A prolonged, painful and involuntary contraction of a muscle is known as a cramp. Any muscle can be affected, but these spasms commonly occur in the calf or foot. The best way to alleviate the problem is with a massage and stretching. However, nutrition is possibly the most effective way to prevent cramping from occurring.
When it occurs during or immediately after exercise, it is likely to be the result of a gradual build up of lactic acid, which is produced after muscle activity. If the exercise has been fairly vigorous and the weather very hot or humid, the cramp may be due to dehydration caused by excessive sweating. An isotonic drink will help to replace lost fluids and salts as quickly as possible.

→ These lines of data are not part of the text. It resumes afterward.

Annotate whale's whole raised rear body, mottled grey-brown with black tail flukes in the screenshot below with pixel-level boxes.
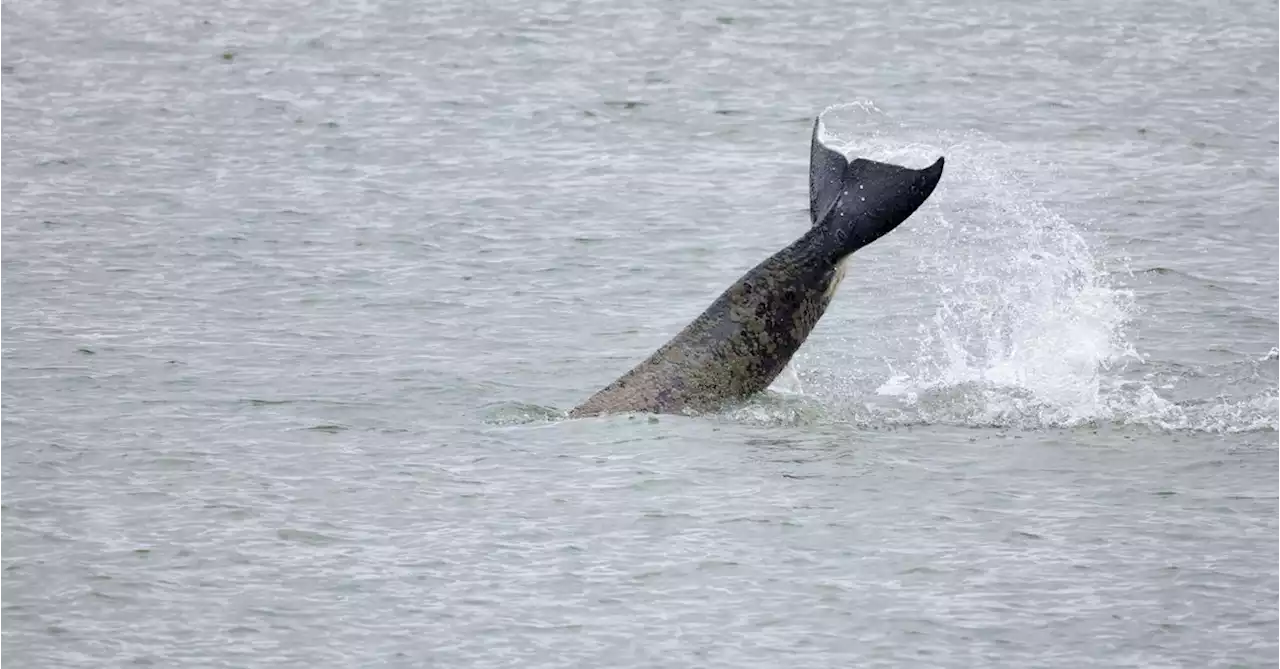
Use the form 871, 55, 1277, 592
570, 116, 943, 417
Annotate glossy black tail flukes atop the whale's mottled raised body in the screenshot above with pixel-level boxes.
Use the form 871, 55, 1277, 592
809, 115, 945, 256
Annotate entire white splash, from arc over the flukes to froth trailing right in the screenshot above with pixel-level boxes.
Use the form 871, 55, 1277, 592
778, 102, 1280, 432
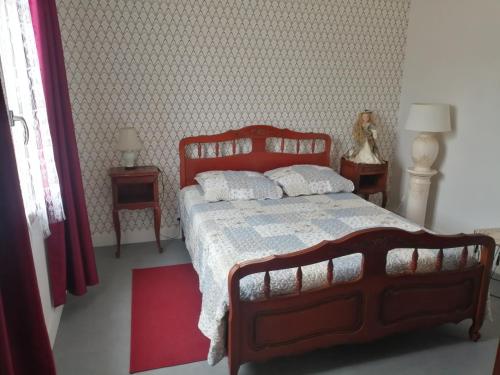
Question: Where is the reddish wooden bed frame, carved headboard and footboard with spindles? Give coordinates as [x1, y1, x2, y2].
[179, 125, 495, 375]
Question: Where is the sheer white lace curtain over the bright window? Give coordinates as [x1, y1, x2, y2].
[0, 0, 64, 236]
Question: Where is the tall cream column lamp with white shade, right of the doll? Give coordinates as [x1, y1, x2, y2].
[406, 103, 451, 226]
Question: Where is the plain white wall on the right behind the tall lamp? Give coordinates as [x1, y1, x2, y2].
[392, 0, 500, 232]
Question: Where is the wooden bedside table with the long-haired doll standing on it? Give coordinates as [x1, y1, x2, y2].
[340, 158, 388, 207]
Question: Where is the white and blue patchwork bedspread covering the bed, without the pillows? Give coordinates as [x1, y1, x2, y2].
[179, 186, 473, 365]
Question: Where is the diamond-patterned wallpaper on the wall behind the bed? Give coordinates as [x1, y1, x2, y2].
[57, 0, 410, 244]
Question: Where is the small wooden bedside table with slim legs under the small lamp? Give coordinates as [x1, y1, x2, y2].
[109, 166, 163, 258]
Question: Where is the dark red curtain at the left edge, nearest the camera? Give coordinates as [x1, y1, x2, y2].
[0, 81, 55, 375]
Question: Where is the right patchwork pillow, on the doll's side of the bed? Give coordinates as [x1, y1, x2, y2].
[264, 164, 354, 197]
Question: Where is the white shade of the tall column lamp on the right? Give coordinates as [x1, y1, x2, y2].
[406, 103, 451, 133]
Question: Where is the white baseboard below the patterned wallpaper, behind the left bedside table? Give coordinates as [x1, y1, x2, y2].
[92, 225, 181, 247]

To prevent dehydration, drink plenty of water before, during and after exercise- about 1 litre per hour of activity. Salt tablets are unnecessary except in the tropics. Vitamin B2 found in fortified cereals, yoghurts and lean meats may be useful for cramps in athletes, as well as for cramps associated with pregnancy and diabetes.
Leg cramps may be a signal of a lack of calcium, needed for muscle contraction. Foods high in calcium are dairy products, sesame seeds and sardines eaten with their bones. Magnesium may be helpful too – seeds and nuts are excellent sources.
Eating foods high in vitamin E may help to improve the poor circulation that can cause night cramps. Night cramps in the elderly may also be helped by vitamin B12 found in foods such as meat, chicken and fish.